DESCRIPTION (provided by applicant): The macromolecular machines of cells pose structural questions that span over six orders of magnitude in scale from the tenths of nanometers (atoms) to tens of microns (cells). This large range of scale exceeds the capabilities of any one technique. As a result, structural biologists have increasingly turned to the use of hybrid approaches. For example, the combination of x-ray crystallography and cryoelectron microscopy has been widely used to probe the structure and mechanics of large complexes (e.g. viruses, ribosomes, proteosomes, chaperones, actin filaments and microtubules) in vitro at the near atomic level. In this project we will explore technologies to link these first generation hybrid techniques, single molecule optical microscopy, and cryoelectron tomography to characterize the structure and function of macromolecular complexes in the context of the whole cell. The technologies that will be developed include the use of optical imaging methods to characterize the functional state of macromolecular complexes in cells imbedded in vitreous ice and determine their location with very high precision (tens of nm), development of a cold stage that will permit the optical positional mapping to be transferred to the electron microscope, development of computational tools to locate, identify, and determine the structures of macromolecular complexes in cryoelectron tomographic reconstructions, and refinement of computational tools to match these structures with higher resolution structures derived from conventional in vitro methods. In our initial studies we will use the new technologies to characterize the cell entry pathway of poliovirus. This model was chosen because of its biological relevance (the cell entry mechanisms of nonenveloped viruses are poorly understood) and because structures of several relevant cell entry intermediates in vitro are already known. The techniques developed will be generally applicable to a wide range of macromolecular complexes. In this project will develop technologies that will combine fluorescence optical microscopy and cryoelectron tomography to characterize the structure and function of intracellular macromolecular assemblies at the molecular level in situ. The technology will be relevant to a wide range of intracellular structures, and will add significantly to our basic understanding of the structure and function of "cellular machines."

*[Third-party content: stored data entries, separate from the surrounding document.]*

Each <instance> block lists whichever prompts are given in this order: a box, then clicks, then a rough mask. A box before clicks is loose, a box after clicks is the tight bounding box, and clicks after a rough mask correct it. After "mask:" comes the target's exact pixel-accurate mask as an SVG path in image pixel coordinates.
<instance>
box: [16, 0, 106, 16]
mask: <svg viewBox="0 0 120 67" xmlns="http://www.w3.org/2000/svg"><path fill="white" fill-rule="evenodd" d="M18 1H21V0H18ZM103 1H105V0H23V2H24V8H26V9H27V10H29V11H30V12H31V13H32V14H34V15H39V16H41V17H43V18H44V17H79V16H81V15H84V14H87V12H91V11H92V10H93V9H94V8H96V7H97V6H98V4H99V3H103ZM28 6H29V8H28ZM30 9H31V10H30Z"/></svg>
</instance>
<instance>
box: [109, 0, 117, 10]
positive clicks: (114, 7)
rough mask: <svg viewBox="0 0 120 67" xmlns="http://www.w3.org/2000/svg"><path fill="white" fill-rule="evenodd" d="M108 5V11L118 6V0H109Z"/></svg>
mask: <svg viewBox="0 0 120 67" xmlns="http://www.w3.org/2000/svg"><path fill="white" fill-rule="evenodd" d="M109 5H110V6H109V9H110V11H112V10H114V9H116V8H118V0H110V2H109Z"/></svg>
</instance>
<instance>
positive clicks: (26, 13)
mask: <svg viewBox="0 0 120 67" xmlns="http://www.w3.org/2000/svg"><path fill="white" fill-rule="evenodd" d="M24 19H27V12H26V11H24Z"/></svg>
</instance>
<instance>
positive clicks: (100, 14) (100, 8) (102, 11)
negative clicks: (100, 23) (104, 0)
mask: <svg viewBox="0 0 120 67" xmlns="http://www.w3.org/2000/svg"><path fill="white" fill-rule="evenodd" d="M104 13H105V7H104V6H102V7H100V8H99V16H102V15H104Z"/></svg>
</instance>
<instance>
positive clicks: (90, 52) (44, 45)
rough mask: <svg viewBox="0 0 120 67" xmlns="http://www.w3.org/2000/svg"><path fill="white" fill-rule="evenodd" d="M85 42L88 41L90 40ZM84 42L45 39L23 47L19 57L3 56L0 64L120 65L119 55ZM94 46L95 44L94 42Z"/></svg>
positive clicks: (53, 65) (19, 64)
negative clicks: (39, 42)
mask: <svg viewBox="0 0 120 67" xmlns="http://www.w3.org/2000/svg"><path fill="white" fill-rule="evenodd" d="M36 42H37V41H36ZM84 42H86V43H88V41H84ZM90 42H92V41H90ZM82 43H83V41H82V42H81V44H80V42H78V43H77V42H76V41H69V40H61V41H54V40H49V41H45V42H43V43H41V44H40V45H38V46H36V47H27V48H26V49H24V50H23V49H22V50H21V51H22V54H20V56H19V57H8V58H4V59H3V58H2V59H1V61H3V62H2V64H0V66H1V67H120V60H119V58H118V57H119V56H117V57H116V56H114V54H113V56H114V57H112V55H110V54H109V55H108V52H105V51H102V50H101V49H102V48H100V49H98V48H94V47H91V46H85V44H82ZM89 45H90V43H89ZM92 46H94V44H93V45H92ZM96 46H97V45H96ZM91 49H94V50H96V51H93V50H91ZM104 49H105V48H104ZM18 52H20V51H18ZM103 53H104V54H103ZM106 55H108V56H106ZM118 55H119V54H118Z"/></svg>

描述（由申请人提供）：细胞的大分子机器提出了结构问题，其尺度从十分之几纳米（原子）到几十微米（细胞）跨越六个数量级。这种大范围的规模超出了任何一种技术的能力。因此，结构生物学家越来越多地转向使用混合方法。例如，X射线晶体学和冷冻电子显微镜的结合已被广泛用于在近原子水平的体外探测大型复合物（例如病毒、核糖体、蛋白质体、分子伴侣、肌动蛋白丝和微管）的结构和力学。在这个项目中，我们将探索将第一代混合技术、单分子光学显微镜和冷冻电子断层扫描联系起来的技术，以表征全细胞背景下大分子复合物的结构和功能。将开发的技术包括使用光学成像方法来表征玻璃体冰中嵌入的细胞中大分子复合物的功能状态，并以非常高的精度（数十纳米）确定它们的位置，开发一个冷阶段，允许将光学位置测绘转移到电子显微镜，开发计算工具来定位、识别和确定冷冻电子断层扫描重建中大分子复合物的结构，以及改进计算工具以将这些结构与更高分辨率的结构相匹配源自传统的体外方法。在我们的初步研究中，我们将使用新技术来表征脊髓灰质炎病毒的细胞进入途径。选择该模型是因为其生物学相关性（无包膜病毒的细胞进入机制知之甚少），并且因为体外几种相关细胞进入中间体的结构已知。所开发的技术将普遍适用于各种大分子复合物。 在该项目中，将开发结合荧光光学显微镜和冷冻电子断层扫描的技术，以在分子水平上原位表征细胞内大分子组装体的结构和功能。该技术将与广泛的细胞内结构相关，并将显着增强我们对“细胞机器”的结构和功能的基本理解。